The reconstructions shown in Figure 6 demonstrated that individual conductivity deviations (± 0.5 S/m) were detected at different positions in the voluminous background. Both the surface positions (Figure 6b,c) and the central position (Figure 6a) were resolved, the former often being shown in typical MIT setups, while the latter, having no proximity to any outer surface, was typically omitted in previous publications. Due to the more homogeneous sensitivity resulting here, inhomogeneities at the center and at the edges were detected simultaneously (Figure 7b,c), which was previously not possible because of the much stronger signals near the surfaces, compared with the weak imprints from central areas. Furthermore, clear differentiation was demonstrated in the x-direction (Figure 7a), y-direction (Figure 7b), and z-direction (Figure 7c). In Figure 7b, the reconstructed conductivity perturbation in the center (1 S/m) seems to occupy more volume than in Figure 7a,c. This could result from the basic reconstruction-algorithms but is probably also due to the fact that in Figure 7a,c the complementary perturbation (0 S/m) is positioned closer to the center perturbation, thus forming a clearer edge.

5. Conclusions

This study has demonstrated the practical implementation of a novel 3D MIT sensor system for the biomedical regime. For this implementation, many conditions had to be considered (Section 2) so that sufficient agreement between forward theory and technical realization could be achieved. The agreement of the simulated and measured differential signals proved to be satisfactory for differential 3D MIT and sufficient for imaging with experimental measurements. However, the deviation of the total signals, although improved, still prevents 3D MIT from absolute measurements. Geometric mismatches between the theoretical design and the practical system could be the cause of the remaining deviations.
The undulator MIT setup using a lateral scanning method, which has been presented here, improved the sensitivity in the central areas, resulting in a similar response to objects near the surfaces compared to those at the center of the volume. As a result, and for the first time, experimental 3D MIT has been presented here that is sufficient to detect and localize weakly conductive, small perturbations (>0.2% RV) throughout the depth of a voluminous body. The perturbations had conductivities in the same range as organic tissue (0–1 S/m) and were connected to the environment, which had a conductivity of 0.5 S/m. The test body dimensions and general conductivity were similar to those of a human torso. The results presented here move MIT a step closer to harmless, convenient, and quick human tomography. In addition, the measurement and reconstruction results shown here confirm the simulations shown in [8]. The future task is clearly to develop an absolute tomography of an arbitrarily shaped body, that is, not based on differential measurements alone, where the outer contour of the body could be independently determined (e.g., by optical methods) and transferred to a computer. Further adjustment and refinement of the hardware and software would further increase and stabilize the resolution.

Author Contributions

Conceptualization, M.K., D.E. and D.R.; methodology, M.K., D.E. and D.R.; software, M.K.; validation, M.K. and D.R.; investigation, D.R.; writing—original draft preparation, D.R. and M.K.; writing—review and editing, D.E.; visualization, M.K.; supervision, D.R. and D.E.; and project administration, D.R. All authors have read and agreed to the published version of the manuscript.

Funding

This work was supported by the DFG (Deutsche Forschungsgemeinschaft) contract RU 2120/1-1 “INDIGO-Induction Fields for Industrial and Medical Purposes”.

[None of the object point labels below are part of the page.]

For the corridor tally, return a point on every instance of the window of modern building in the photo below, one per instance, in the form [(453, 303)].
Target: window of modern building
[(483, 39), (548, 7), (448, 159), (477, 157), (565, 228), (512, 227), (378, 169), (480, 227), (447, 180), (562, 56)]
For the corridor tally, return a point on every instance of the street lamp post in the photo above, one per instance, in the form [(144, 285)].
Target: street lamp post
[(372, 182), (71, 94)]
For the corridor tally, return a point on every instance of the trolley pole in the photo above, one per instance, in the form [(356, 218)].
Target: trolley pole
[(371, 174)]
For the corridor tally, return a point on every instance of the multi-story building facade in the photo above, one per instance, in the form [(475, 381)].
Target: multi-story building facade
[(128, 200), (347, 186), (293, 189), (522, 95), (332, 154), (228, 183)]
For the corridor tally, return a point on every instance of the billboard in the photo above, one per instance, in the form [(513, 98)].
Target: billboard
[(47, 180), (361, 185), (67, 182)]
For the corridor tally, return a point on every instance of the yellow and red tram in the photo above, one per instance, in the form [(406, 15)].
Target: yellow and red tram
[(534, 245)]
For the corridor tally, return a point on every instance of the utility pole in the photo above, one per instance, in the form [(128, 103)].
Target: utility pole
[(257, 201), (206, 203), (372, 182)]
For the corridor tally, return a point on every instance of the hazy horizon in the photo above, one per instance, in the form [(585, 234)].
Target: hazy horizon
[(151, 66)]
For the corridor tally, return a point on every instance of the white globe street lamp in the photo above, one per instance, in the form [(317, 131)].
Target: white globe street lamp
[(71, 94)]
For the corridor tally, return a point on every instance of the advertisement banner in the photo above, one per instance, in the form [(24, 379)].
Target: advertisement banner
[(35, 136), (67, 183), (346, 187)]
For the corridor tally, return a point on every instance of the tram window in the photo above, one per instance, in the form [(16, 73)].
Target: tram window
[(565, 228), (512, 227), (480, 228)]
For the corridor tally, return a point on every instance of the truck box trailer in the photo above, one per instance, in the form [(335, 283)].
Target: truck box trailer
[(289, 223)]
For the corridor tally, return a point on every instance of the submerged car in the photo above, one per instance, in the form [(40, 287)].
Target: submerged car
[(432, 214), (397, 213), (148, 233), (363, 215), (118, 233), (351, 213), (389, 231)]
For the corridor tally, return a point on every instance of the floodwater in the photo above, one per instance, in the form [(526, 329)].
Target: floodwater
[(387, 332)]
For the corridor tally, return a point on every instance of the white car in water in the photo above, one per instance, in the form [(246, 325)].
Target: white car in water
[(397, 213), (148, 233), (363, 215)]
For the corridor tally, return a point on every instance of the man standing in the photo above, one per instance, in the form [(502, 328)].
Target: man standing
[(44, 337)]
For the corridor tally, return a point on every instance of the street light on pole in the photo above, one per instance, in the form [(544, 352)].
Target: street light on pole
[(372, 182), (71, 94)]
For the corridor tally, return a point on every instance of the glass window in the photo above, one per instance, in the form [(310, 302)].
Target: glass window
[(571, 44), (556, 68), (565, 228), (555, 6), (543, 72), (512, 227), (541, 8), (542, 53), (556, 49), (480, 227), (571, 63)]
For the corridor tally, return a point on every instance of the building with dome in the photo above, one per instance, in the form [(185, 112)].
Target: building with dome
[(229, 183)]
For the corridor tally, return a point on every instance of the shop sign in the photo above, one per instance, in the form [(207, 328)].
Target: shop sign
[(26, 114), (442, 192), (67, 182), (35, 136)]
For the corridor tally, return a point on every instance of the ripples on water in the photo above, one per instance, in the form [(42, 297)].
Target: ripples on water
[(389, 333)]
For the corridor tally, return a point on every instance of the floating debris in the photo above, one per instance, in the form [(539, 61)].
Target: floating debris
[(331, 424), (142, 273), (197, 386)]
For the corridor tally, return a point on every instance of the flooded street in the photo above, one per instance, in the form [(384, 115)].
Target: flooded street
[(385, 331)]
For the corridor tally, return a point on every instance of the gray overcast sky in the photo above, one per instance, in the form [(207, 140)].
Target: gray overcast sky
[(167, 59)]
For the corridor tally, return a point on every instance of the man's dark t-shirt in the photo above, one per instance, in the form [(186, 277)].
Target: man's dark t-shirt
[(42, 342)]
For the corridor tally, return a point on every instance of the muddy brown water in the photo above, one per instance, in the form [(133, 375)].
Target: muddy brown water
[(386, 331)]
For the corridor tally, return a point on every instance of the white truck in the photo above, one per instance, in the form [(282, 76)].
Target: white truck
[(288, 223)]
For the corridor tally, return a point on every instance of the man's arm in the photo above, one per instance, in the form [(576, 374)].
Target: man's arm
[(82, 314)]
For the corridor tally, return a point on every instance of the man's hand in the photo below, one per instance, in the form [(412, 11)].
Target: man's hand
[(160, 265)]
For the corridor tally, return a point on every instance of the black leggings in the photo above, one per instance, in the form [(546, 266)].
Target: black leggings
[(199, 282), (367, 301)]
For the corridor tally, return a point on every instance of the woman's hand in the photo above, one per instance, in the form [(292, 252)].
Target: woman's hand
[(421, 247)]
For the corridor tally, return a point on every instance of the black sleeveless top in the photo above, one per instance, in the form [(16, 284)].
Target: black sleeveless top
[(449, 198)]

Institutional Review Board Statement

Not applicable.

Informed Consent Statement

Not applicable.

Data Availability Statement

Not applicable.

Conflicts of Interest

The authors declare no conflict of interest.

Appendix A

A saline-agar cube will dissolve and/or degrade over time, hindering experiments over longer periods of time. A much more durable wire star was used as an effective replacement. To verify equivalent signal behavior, the perturbations (saline-agar cube or wire star) were placed one after the other at different positions within the conductive background (body), and the differential signals of the perturbations were recorded (Figure A1). The signals show very similar behavior regarding amplitude and shape; therefore, a wire star can actually be used as a 0.512 L perturbation with 1 S/m.
Figure A1. Comparison between saline-agar cube and wire star signal measurements. In addition, a simulated signal is added as a reference. (a) The perturbations are located in the center of the conductive background; (b) The perturbations are located face-centered at the side wall; (c) The perturbations are located close to the surface in the direction of the transmitter; and (d) The perturbations are located close to the surface in the direction of the receiver array.
Figure A1. Comparison between saline-agar cube and wire star signal measurements. In addition, a simulated signal is added as a reference. (a) The perturbations are located in the center of the conductive background; (b) The perturbations are located face-centered at the side wall; (c) The perturbations are located close to the surface in the direction of the transmitter; and (d) The perturbations are located close to the surface in the direction of the receiver array.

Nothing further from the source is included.